I have a list of dataframes that I would like to split based on a column, in that case the
cluster column.
d1 <- data.frame(y1=c(1,2,3), cluster=c(1,2,6))
d2 <- data.frame(y1=c(3,2,1), cluster=c(6,2,4))
my.list <- list(d1, d2)
Using
lapply(my.list , function(x) split(x, x$cluster)) returns the splitted dataframes as sublists. Is it possible to split the dataframes and create new dataframes as separate list entries?
The desired output would be something like this:
my.list2 <- list(df1_cl1 , df1_cl2m df1_cl6, df2_cl6, df2_cl2, df2_cl4 )
Thank you!
>Solution :
The first step is correct, to get data in required structure you can unlist the list output with recursive = FALSE.
my.list2 <- unlist(lapply(my.list , function(x)

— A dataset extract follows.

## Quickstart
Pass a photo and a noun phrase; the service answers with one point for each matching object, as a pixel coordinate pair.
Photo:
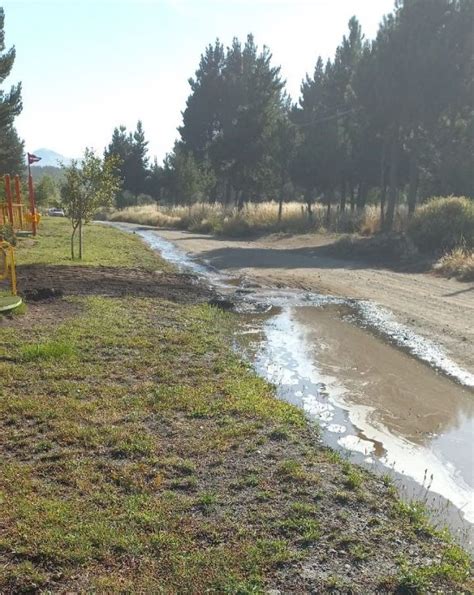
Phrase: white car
(54, 212)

split(x, x$cluster)), recursive = FALSE)
my.list2
#$`1`
# y1 cluster
#1 1 1
#$`2`
# y1 cluster
#2 2 2
#$`6`
# y1 cluster
#3 3 6
#$`2`
# y1 cluster
#2 2 2
#$`4`
# y1 cluster
#3 1 4
#$`6`
# y1 cluster
#1 3 6
length(my.list2)
#[1] 6
You can drop the names of the list with unname(my.list2).